The restructuring deal of Codere involves changing the terms of its notes. Instead of receiving cash, noteholders will now receive equity in Codere’s holding company. To proceed with this change, consent from the noteholders is required. They have until 18 October to provide their consent via a vote. The majority of creditors have already expressed their support for the deal, and if approved, it will be effective from 5 November. However, if the deal is not completed by 30 November, the restructuring agreement will be considered void, unless an extension is granted.

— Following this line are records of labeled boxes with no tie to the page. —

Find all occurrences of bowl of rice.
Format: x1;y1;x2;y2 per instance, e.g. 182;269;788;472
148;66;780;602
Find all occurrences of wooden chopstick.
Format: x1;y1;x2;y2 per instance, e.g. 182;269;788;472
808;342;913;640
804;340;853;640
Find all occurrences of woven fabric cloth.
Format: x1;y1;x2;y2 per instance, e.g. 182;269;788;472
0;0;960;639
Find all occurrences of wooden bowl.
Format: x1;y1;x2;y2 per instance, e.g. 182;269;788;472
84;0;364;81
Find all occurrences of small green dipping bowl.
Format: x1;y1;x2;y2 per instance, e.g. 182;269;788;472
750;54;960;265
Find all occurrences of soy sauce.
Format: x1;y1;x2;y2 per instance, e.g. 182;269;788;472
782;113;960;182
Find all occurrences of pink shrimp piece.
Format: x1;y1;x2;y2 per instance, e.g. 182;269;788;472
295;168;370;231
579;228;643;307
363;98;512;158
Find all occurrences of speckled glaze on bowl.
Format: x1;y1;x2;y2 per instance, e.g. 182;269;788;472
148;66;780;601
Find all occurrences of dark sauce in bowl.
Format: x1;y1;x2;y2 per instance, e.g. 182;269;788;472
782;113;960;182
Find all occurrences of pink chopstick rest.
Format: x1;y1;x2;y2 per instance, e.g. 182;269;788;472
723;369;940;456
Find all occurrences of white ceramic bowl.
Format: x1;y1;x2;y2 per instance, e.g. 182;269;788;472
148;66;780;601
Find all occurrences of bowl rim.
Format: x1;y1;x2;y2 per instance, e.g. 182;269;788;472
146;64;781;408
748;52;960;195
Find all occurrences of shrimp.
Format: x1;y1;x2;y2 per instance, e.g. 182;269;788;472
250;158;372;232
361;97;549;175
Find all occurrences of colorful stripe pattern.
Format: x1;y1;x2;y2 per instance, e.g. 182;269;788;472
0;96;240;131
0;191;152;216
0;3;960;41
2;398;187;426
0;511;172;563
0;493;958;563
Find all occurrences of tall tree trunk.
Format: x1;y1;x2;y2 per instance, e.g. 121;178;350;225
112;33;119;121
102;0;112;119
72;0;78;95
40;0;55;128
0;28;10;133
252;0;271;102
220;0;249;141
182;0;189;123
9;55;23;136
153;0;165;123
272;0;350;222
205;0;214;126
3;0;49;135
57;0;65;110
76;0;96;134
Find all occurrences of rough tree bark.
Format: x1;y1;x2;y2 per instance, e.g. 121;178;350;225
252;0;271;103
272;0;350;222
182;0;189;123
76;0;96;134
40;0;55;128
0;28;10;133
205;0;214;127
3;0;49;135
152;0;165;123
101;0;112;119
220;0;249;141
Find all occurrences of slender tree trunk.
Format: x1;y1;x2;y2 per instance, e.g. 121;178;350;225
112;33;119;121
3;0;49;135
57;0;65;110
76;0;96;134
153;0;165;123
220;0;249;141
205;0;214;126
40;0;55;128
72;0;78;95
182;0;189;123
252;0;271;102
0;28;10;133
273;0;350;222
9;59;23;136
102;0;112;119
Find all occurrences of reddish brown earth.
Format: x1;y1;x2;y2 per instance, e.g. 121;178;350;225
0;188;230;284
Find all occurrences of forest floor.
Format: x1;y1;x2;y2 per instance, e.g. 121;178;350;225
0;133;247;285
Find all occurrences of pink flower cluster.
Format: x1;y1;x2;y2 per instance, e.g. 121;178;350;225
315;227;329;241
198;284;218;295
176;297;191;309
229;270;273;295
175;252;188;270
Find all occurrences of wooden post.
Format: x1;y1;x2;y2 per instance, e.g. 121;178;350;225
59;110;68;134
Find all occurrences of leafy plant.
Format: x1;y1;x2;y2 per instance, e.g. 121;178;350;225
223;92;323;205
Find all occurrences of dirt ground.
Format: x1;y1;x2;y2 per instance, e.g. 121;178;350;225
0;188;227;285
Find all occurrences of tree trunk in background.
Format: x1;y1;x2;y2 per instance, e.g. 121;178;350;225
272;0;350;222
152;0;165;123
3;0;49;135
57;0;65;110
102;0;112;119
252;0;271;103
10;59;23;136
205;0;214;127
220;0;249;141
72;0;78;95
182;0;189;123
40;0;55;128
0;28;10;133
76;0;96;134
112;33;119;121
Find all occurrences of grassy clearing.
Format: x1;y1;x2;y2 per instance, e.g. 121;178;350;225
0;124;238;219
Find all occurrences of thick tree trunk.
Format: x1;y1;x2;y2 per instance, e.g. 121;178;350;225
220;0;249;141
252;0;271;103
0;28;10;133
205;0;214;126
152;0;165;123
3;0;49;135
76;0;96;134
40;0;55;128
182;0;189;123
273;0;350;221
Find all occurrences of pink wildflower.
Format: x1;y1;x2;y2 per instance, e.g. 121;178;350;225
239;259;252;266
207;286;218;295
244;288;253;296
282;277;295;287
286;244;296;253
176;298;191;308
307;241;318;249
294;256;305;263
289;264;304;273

As part of the restructuring, noteholders also have the option to subscribe for a portion of €128.7m in newly issued notes. Codere has been facing debt issues since 2019, primarily due to currency fluctuations in its Latin American markets, particularly in Argentina. This led to the need for a refinancing deal, which was agreed upon last year. The situation worsened due to the closures caused by the Covid-19 pandemic.
In an effort to address these challenges, Codere began negotiations with lenders in March. During these negotiations, a deal was reached where the operating business will be transferred to a new holding company, with bondholders owning a 95% stake. Existing Codere shareholders will hold a 5% stake, along with warrants that grant the right to receive up to 15% of any future sale of Codere.
In order to sustain the business until all venues can reopen, Codere deemed this deal necessary. Shareholders voted in favor of the deal in May. Additionally, Codere agreed to spin off its online business, planning to take it public on the Nasdaq exchange through a reverse merger with special purpose acquisition company (SPAC) DD3 Acquisition Corp.